Official Opinion 95-39
State Superintendent of Schools
The Department of Administrative Services' policy prohibiting commercial advertising on state vehicles prevents the Department of Education from operating a donated Toyota van with the slogan "Another Toyota Vehicle Serving the Community" stenciled on the side.
You have requested my opinion as to whether the Department of Education may operate a van donated by Toyota with the slogan stenciled on the side doors reading "Another Toyota Vehicle Serving the Community."
It is my opinion that the Department of Administrative Services ("DOAS") is authorized to regulate vehicles acquired by donation to state agencies and that DOAS' regulations prohibit the stencil that you describe.
Official Code of Georgia Annotated § 50-19-1 authorizes the DOAS commissioner to "provide policies and regulations governing acquisition, utilization, preventive maintenance, repair, and replacement of all motor vehicles, exclusive of the off-the-road and highly specialized motor vehicle equipment, owned by any department, institution, board, bureau, or agency of the state." The vehicle you describe is a van for the use of the Atlanta Area School for the Deaf and nothing about it or its use appears to fit the category "off-the-road" or "highly specialized." Compare 1975 Op. Att'y Gen. 75-120 which found that highway patrol cars were highly specialized for law enforcement and traffic control.

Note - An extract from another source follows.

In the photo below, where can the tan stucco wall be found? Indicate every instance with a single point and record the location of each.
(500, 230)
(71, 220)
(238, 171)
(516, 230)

Therefore, since the vehicle is owned by a department of the state and is not highly specialized or "off-the-road," DOAS' regulations and policies regarding its utilization apply to the donated van. DOAS has a policy in its "Motor Vehicle Management Manual" prohibiting the "placement of bumper stickers containing commercial advertising on state-owned
vehicles." Although the proposed stencil on the side of the van is not a bumper sticker, it is a commercial advertisement and falls within the spirit, if not the letter, of the DOAS' prohibition against using a state-owned vehicle to display commercial advertising. In addition, the Manual states that state-owned vehicles must have uniform state identification decals which in the case of a van must be placed on its doors. Clearly, if the Toyota stencil is on the door, it would preempt or detract from the state identification decal. Thus, it is clear from a reading of the DOAS' Manual that the proposed stencil is not in compliance with DOAS' policies for state-owned vehicles.
Therefore, it is my official opinion that the Department of Administrative Services' policy prohibiting commercial advertising on state vehicles prevents the Department of Education from operating a donated Toyota van with the slogan "Another Toyota Vehicle Serving the Community" stenciled on the side.